Whilst people in almost every organisation will think that they are unique, most organisations are very similar*. There are inputs. Stuff happens. There are outputs. Hopefully, the stuff adds value along the way. It’s not always the case.
What does differ dramatically from organisation to organisation and sector to sector (and not necessarily consistently within organisations in the same sector) is the language that is used to describe the inputs, outputs and stuff in the middle.
Do you have customers? Or clients? Or students? Or patients? Or citizens? Or taxpayers?
Do you produce products? Or services?
Do you have staff? Or people? Or employees? Or talent? Or resources?
Hopefully, you get the idea. I’ve found that the quicker one can get up to speed with the nuance of language, the quicker one can become productive in a new setting.
You can also get thrown by terms that you have deeply embedded in your own vernacular that mean something completely different in a new setting. I still get confused between NLP (neuro-linguistic programming) and NLP (natural language processing). It took me months of working in housing for the word Development to start to conjure images of bricklayers rather than geeks cutting code.
There is then a special class of language that relates to power within an organisation that is particularly useful to decode. I call them Trump Cards. Words that are used that signal that someone wants something to be of high priority.
For example, when I worked at a marketing agency, a business still privately founder-owned, if “Gary said that…” it meant get it done now. If “The client said that…” it also meant get it done now. And if “Gary said that the client said that…” then it was all too late and you were in trouble.
In publicly-listed companies, the “shareholders” will often be a trump card. Regulators and regulations are used too – the housing regulator, or GDPR, for example.
In government, the Minister or the Director General or Permanent Secretary will be played.
Want to know if a company is as truly customer/client/student/patient/taxpayer centric as it proclaims?
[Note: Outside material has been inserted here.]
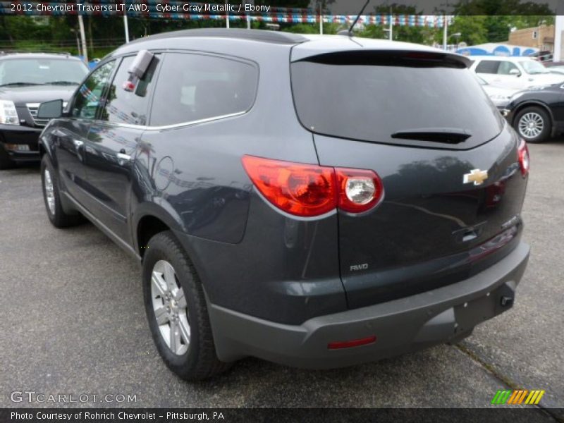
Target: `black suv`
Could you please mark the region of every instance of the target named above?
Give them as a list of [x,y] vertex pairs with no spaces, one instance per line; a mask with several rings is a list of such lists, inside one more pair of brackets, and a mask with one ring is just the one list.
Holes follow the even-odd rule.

Check how often the customer/client/student/patient/taxpayer is used as a trump card.
Trump cards also indicate how power is distributed and used in an organisation. It’s easy to fall into the trap that hierarchy is where the power lies. That can cause confusion and resentment – for example, PAs of senior people can unwittingly throw trump cards around at will, often because most of what they are being asked to do is because their principal has asked for it to happen. But for people who don’t understand inherited power, there can often be resentment that a “lowly” assistant seems to wield so much power around so much of the time.
It’s not a deeply scientific approach, but it’s a tool that I’ve found useful for many years now. Explaining it to people (and it’s a relatively simple concept to understand) can often get people to express concepts of power and prioritisation in their business really quickly.
So what are the trump cards played in your organisation? Do you know? And do you yourself use them appropriately and sparingly?
* the one exception to this rule is higher education. Higher education really is different, and often not in a good way.